Apple's financial report showed that iPhone sales in China have declined, and investment firm JPMorgan lowered Apple's target price by $10. Overall, Apple's earnings report showed a rebound from its 2023 trough, but the details in the announcement led JPMorgan to predict future declines. Analysts were particularly unimpressed with Apple's attempts to explain its earnings results by highlighting multiple reasons why direct year-over-year comparisons are impossible.
JPMorgan Chase wrote in a note: "Apple hopes to explain the prospect of a year-on-year revenue decline of approximately -5% in the second quarter through the difficult comparison caused by iPhone supply replenishment in the second quarter of last year. Despite the severe macro backdrop, revenue is expected to be flat year-on-year, excluding iPhone supply replenishment."
"However, comparability aside, the main reason for the company's lower-than-expected second-quarter outlook is headwinds in Mac, iPad and wearables, which have a more profound impact on the outlook beyond the second quarter."
JPMorgan Chase said that it "expects iPhone revenue to decline by approximately -10% year-on-year" and that the services industry will only grow at a "low double-digit percentage".
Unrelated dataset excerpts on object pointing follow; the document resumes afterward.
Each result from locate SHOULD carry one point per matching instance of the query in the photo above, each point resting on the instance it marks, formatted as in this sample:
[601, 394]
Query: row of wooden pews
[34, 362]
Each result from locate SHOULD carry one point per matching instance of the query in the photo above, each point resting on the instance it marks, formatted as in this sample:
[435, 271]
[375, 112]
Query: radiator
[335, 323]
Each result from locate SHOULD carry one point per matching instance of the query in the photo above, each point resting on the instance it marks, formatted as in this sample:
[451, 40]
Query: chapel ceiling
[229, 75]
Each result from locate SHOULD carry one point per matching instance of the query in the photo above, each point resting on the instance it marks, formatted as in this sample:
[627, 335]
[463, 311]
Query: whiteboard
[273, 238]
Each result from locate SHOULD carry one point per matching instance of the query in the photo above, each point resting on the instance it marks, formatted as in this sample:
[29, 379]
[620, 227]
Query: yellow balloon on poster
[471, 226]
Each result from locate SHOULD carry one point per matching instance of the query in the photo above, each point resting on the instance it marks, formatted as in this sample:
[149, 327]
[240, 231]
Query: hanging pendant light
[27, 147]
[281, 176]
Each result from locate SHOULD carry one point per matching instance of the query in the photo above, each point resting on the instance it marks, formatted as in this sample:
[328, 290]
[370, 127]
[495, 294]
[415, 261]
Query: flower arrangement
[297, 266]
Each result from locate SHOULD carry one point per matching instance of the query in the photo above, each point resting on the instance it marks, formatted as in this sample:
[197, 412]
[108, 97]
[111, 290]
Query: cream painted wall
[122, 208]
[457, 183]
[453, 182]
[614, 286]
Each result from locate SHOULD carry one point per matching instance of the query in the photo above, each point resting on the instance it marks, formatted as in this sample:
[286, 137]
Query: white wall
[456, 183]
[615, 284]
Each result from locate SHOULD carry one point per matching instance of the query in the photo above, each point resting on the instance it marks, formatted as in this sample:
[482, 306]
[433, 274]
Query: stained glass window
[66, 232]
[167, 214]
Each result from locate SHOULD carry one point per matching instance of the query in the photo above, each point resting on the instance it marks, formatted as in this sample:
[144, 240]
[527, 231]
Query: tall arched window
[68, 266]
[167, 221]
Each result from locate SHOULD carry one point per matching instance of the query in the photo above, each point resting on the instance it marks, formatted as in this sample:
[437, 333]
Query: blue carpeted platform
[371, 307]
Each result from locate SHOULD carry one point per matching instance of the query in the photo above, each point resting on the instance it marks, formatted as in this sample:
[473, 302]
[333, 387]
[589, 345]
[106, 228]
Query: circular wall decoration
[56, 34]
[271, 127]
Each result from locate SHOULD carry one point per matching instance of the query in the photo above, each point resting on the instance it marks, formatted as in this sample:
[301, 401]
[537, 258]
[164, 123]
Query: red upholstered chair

"[But] iPad, Mac and Wearables headwinds, which overall declined year-over-year in the fiscal first quarter and are expected to decline significantly again in the fiscal second quarter, are key variables in the macro impact of the product categories and have a more profound impact on revisions to our revenue forecasts beyond the fiscal second quarter," the analysts said.
JPMorgan Chase pointed out that according to Apple, iPhone sales in China fell by "only mid-single digits," but financial report data showed that Apple's overall revenue in China fell by about 11% year-on-year.
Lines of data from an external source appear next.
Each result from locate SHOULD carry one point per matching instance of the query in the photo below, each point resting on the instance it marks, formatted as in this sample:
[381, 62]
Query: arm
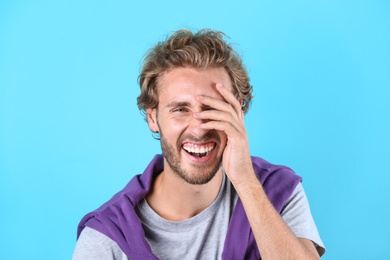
[273, 237]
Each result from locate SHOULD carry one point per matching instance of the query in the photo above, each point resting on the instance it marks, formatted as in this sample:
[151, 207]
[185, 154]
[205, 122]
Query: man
[205, 197]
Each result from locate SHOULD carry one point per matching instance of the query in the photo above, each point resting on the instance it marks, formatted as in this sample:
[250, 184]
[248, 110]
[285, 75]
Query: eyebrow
[184, 104]
[178, 104]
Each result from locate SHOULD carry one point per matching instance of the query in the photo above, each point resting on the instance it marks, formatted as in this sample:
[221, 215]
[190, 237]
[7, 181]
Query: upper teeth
[191, 148]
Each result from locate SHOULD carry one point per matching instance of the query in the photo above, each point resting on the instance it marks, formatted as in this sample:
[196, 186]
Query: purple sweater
[118, 220]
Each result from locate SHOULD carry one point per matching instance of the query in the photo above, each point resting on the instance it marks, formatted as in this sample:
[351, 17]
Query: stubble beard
[200, 174]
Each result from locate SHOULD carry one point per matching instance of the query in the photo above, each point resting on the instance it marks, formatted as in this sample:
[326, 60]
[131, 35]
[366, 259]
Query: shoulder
[94, 245]
[279, 181]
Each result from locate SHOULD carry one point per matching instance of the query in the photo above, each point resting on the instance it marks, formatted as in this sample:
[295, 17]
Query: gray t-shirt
[206, 231]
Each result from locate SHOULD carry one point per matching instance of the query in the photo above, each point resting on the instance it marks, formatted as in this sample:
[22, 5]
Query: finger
[218, 105]
[230, 98]
[217, 115]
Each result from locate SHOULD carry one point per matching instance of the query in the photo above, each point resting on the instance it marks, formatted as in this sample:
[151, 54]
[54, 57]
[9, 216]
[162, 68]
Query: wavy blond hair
[201, 50]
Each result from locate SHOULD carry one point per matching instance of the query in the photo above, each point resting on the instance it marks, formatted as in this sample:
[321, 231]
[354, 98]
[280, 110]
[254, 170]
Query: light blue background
[71, 135]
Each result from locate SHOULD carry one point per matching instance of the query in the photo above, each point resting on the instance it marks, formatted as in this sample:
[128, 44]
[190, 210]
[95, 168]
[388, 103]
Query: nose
[194, 127]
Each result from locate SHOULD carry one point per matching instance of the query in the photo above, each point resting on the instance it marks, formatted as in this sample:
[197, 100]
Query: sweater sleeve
[93, 245]
[297, 215]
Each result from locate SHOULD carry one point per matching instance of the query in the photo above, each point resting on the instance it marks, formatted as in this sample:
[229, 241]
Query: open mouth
[198, 150]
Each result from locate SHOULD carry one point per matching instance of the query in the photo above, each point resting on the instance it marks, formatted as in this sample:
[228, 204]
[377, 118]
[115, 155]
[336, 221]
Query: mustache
[211, 135]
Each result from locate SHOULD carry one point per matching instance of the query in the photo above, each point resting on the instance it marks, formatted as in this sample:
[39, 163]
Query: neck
[174, 199]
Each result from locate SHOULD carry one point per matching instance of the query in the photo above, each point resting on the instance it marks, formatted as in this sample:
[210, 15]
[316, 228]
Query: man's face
[193, 153]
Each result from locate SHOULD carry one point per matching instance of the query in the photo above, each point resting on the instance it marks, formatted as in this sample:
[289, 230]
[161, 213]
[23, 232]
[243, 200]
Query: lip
[204, 159]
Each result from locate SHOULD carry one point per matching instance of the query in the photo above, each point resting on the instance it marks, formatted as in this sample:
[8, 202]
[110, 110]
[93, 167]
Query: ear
[152, 119]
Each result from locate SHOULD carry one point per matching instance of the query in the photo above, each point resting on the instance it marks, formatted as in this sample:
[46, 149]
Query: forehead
[187, 83]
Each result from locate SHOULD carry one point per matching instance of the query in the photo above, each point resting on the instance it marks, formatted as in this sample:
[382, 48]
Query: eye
[208, 108]
[179, 110]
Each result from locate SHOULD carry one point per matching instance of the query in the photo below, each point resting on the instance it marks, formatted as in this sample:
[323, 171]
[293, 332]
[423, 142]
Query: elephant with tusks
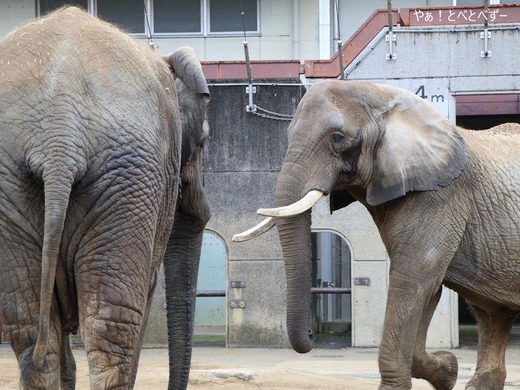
[446, 202]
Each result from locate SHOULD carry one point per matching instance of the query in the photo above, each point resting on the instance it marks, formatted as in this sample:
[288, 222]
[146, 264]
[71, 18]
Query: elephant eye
[338, 140]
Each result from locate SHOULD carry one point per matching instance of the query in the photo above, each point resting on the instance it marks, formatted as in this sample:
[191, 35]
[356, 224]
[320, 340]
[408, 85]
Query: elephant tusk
[255, 231]
[296, 208]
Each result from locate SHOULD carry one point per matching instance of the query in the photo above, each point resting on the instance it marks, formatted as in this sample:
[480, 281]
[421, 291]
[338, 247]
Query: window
[226, 15]
[170, 17]
[50, 5]
[179, 16]
[127, 14]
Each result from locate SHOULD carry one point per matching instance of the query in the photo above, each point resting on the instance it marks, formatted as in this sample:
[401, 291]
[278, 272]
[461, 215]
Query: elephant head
[352, 141]
[182, 256]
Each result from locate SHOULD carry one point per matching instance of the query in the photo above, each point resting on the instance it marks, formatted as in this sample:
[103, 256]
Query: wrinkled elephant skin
[446, 202]
[93, 144]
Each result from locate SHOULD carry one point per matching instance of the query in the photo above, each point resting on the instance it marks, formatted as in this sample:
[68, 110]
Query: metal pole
[340, 44]
[486, 34]
[249, 89]
[390, 36]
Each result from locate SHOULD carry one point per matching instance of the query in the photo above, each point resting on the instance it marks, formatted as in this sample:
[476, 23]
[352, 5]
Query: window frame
[149, 25]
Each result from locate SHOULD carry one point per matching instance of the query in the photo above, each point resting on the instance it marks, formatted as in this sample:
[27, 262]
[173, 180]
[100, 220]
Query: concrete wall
[242, 160]
[439, 64]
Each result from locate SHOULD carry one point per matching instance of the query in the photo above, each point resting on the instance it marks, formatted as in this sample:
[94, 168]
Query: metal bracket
[486, 36]
[250, 90]
[237, 304]
[363, 281]
[237, 284]
[390, 38]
This means "larger declines in other product categories," the analysts said. "This challenges the company's medium-term outlook in the region, with greater revenue challenges leading us to now forecast a modest revenue decline in FY24, as opposed to the modest growth we had previously expected."
But at the same time, JPMorgan Chase pointed out: "Apple's performance in terms of profit margins continues to surprise investors. The total profit margin in the first fiscal quarter reached 45.9%, which is at the high end of the guidance range of 45%-46%. The current guidance gross profit margin is higher than 46% (the guidance range is 46%-47%), which will set a new record for the company."
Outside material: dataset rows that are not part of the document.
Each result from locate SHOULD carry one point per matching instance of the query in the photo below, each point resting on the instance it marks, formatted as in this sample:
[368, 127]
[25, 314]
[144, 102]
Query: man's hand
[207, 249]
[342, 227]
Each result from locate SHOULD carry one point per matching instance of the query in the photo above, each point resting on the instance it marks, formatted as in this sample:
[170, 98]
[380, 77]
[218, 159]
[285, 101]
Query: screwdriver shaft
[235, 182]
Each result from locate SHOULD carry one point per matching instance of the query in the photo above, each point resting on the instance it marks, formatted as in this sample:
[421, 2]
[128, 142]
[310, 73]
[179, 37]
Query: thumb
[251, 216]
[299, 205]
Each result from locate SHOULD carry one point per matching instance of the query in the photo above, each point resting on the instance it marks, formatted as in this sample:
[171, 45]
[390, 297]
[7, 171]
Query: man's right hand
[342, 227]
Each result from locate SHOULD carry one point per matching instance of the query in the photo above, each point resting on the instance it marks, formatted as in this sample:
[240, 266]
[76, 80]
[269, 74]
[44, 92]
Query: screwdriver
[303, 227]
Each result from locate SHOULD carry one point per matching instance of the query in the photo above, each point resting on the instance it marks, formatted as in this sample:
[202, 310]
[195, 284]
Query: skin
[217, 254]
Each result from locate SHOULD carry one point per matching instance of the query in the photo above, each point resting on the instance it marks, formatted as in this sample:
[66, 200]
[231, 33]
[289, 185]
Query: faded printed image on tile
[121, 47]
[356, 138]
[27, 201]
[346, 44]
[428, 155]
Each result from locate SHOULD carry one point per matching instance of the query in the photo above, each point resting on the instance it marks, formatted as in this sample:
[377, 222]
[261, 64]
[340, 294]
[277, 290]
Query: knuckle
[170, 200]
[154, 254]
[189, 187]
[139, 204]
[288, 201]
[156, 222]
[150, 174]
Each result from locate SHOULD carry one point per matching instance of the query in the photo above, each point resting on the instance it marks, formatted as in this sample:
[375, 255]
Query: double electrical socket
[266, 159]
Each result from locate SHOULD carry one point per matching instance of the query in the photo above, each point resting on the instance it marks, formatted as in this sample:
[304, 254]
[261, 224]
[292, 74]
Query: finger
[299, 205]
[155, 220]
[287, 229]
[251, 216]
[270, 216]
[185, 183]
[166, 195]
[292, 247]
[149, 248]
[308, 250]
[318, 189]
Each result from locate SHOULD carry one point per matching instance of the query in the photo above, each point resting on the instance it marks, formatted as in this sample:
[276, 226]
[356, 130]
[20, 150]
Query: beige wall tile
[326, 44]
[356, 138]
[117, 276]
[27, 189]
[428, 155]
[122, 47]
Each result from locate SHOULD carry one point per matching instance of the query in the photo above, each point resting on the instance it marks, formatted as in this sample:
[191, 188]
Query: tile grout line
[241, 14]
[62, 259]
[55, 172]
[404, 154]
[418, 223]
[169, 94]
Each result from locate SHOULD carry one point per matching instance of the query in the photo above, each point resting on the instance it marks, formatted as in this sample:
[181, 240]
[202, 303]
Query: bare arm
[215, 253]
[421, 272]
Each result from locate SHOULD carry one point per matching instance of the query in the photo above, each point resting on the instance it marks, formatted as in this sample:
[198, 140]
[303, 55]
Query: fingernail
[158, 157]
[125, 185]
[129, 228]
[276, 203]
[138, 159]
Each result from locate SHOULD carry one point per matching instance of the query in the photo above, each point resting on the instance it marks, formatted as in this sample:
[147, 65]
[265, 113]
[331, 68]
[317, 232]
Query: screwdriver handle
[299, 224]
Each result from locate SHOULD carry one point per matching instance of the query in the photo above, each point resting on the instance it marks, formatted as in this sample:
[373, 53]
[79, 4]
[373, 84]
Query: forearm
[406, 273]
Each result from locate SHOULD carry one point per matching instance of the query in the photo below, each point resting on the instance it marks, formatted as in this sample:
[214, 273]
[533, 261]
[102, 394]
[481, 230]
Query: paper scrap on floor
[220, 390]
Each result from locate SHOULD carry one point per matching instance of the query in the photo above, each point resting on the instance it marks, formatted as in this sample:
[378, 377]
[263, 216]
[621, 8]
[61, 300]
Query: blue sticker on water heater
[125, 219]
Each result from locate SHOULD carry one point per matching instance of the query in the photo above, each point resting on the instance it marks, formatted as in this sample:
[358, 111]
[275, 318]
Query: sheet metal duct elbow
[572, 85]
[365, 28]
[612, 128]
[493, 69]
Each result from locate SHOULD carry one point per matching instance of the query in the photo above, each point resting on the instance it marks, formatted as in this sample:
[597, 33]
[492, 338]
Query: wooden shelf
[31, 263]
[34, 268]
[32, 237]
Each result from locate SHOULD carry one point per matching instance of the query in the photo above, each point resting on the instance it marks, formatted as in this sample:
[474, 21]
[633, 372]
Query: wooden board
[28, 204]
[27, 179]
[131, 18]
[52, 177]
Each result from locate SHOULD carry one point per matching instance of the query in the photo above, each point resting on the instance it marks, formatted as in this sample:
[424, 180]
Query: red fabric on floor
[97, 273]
Analysts also expect Apple's gross margin to continue to expand as this margin is coupled with a "higher services revenue mix."
As a result, JPMorgan said that "iPhone remains resilient even on the revenue front" but "the outlook for iPad and Mac raises broader concerns."
"While the iPhone contributes the majority of the company's product revenue, even small differences compared to comparable products can lead to large differences in financial data," the report said. "We believe demand for other hardware product categories will be a greater focus based on earnings per share evidence."
JPMorgan Chase expects that "Apple's Mac and iPad revenue will still increase by approximately $2 billion and $4 billion respectively in FY24 compared with FY19." JPMorgan noted that this leaves "room for demand/income to return to pre-pandemic levels."
The report does not include any specific forecasts for Apple's Vision Pro, whose first sales figures will be released in the next quarter's earnings report. In addition, JPMorgan Chase also reminded investors not to over-interpret the reasons why Apple Vision Pro was sold out quickly.